Reuters / Khmer Times Share:
Saudi Arabia's Energy Minister Khalid al-Falih, attend a meeting of the 4th OPEC-Non-OPEC Ministerial Monitoring Committee in St. Petersburg. AFP

TOKYO (Reuters) – Oil prices extended gains yesterday after Saudi Arabia pledged to curb exports from next month and OPEC called on several members to boost compliance with output cuts to help rein in oversupply and tackle flagging prices.

Gains were also supported by a warning from Halliburton’s executive chairman that the growth in North America’s rig count was “showing signs of plateauing”, a possible threat to US shale oil production.

Global benchmark Brent crude for September delivery was up $0.28 at $48.88 a barrel by 05:40 GMT after settling up 1.1 percent.

US West Texas Intermediate futures were up $0.28 at $46.62.

In a meeting in St Petersburg on Monday, the Organisation of the Petroleum Exporting Countries and non-OPEC producers discussed extending their deal to cut output by 1.8 million barrels per day (bpd) beyond March 2018 if necessary.

Saudi Energy Minister Khalid al-Falih added his country would limit its crude exports to 6.6 million bpd in August, almost 1 million bpd below levels of a year ago.

Nigeria voluntarily agreed to join the deal by capping or cutting its output from 1.8 million bpd, once it stabilises at that level. Nigeria, which has been producing 1.7 million bpd recently, had been exempt from the output cuts.

OPEC said stocks held by industrial nations had fallen by 90 million barrels over January to June, but were still 250 million barrels above the five-year average, which is the target for OPEC and non-OPEC.

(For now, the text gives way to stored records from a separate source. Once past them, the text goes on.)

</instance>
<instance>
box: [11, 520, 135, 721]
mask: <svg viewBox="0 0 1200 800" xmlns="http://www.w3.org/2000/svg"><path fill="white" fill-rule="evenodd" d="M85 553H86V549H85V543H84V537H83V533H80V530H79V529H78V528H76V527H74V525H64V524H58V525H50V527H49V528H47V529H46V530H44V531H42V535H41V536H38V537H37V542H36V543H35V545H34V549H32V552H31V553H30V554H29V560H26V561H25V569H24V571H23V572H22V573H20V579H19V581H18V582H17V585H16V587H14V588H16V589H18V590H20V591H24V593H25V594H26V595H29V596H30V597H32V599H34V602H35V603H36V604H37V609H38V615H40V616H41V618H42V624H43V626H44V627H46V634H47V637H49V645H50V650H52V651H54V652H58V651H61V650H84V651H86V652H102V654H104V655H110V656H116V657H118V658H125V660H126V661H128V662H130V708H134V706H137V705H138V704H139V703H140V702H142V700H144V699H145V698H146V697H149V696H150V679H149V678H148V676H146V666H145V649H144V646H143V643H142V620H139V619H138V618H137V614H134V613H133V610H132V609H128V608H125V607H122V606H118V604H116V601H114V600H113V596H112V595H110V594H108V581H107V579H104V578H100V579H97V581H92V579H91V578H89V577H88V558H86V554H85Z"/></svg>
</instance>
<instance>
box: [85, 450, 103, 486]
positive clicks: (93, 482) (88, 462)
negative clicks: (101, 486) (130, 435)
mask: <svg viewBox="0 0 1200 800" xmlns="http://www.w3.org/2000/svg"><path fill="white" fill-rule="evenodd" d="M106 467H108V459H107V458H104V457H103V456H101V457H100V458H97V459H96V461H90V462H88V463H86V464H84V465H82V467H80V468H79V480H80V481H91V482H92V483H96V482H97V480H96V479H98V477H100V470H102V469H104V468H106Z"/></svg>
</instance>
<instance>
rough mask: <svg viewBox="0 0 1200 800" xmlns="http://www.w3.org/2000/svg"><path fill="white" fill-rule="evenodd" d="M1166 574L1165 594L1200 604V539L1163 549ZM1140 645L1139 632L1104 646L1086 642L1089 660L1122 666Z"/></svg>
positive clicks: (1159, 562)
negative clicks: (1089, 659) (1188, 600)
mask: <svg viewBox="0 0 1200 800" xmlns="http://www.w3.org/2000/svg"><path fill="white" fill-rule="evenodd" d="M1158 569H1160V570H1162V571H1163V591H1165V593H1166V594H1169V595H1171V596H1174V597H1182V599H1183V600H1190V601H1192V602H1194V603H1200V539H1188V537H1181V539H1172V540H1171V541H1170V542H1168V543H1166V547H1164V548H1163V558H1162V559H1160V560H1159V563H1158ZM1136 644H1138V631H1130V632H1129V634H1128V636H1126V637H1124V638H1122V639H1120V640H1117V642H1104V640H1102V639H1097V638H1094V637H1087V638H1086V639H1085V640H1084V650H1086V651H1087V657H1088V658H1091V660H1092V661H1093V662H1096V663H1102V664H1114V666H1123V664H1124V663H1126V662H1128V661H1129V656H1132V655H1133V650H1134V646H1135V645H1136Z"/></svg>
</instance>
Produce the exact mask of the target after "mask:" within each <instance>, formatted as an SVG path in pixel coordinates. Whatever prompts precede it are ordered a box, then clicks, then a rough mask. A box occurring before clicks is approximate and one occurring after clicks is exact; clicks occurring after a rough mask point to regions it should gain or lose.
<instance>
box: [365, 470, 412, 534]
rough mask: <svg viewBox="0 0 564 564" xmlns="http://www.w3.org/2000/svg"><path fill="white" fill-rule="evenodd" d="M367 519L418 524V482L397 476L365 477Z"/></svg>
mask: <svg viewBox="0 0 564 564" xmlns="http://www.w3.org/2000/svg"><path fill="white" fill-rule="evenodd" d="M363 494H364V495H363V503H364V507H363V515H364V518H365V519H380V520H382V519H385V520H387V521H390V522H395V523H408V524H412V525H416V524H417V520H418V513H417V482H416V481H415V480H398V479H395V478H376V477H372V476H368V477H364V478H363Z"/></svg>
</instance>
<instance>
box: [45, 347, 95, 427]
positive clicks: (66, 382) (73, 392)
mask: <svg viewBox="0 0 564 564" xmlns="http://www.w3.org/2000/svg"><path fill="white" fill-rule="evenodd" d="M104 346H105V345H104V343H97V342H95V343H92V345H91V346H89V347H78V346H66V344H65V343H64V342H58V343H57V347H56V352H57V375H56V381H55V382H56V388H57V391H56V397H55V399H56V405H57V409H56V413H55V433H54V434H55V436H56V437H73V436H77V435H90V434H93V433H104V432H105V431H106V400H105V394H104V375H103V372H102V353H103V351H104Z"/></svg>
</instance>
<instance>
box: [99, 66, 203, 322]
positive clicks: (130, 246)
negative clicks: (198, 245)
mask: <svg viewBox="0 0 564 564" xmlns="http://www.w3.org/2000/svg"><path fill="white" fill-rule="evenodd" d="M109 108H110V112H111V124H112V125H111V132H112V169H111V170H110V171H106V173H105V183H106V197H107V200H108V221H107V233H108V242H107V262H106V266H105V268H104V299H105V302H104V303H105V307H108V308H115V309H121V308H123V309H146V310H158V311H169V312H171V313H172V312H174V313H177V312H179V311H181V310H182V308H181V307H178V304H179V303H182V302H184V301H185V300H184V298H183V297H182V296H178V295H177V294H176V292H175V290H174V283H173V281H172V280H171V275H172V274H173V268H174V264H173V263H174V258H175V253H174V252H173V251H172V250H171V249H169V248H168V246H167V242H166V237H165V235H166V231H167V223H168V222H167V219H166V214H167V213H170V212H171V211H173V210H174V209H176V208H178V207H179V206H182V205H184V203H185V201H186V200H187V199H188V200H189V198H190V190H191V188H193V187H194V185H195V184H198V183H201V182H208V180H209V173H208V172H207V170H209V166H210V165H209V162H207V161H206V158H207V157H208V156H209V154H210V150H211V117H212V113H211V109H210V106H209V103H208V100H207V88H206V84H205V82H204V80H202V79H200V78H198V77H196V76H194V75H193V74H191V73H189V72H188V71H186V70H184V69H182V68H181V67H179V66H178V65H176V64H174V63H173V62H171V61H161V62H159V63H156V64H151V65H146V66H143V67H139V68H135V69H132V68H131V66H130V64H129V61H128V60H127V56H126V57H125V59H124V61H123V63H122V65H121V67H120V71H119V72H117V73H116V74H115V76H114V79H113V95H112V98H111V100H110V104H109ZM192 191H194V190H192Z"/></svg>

“Despite the goals for rebalancing, the market is still not sure that inventories would fall precipitously to achieve their target,” said Tomomichi Akuta, senior economist at Mitsubishi UFJ Research and Consulting in Tokyo.

Russian Energy Minister Alexander Novak said an additional 200,000 bpd of oil could be removed from the market if compliance to OPEC-led deal was 100 percent.

“In our view these meetings were aimed at saving face and diverting the market’s attention away from Iraq’s poor compliance, shale’s resilience, and Libya’s and Nigeria’s markedly higher output,” Britain’s Barclays bank said.

China’s crude imports will exceed 400 million tonnes (8 million bpd) this year and likely grow by double digits next year, a Sinopec Group executive said.

China imported the equivalent of 8.56 million bpd of crude in the first half of 2017, up 13.8 percent on the same period a year earlier, according to calculations based on customs data released on Monday.

Because of the restrictions on OPEC and non-OPEC supply, China has turned to oil from non-traditional suppliers, with imports from Britain amounting to about 190,000 bpd, up 186 percent, and from the US about 123,500 bpd, up a staggering 1,348 percent.

Beijing last month, however, issued a second batch of crude import quotas, making this year’s total higher than last year’s amount, helping to underpin the nation’s demand.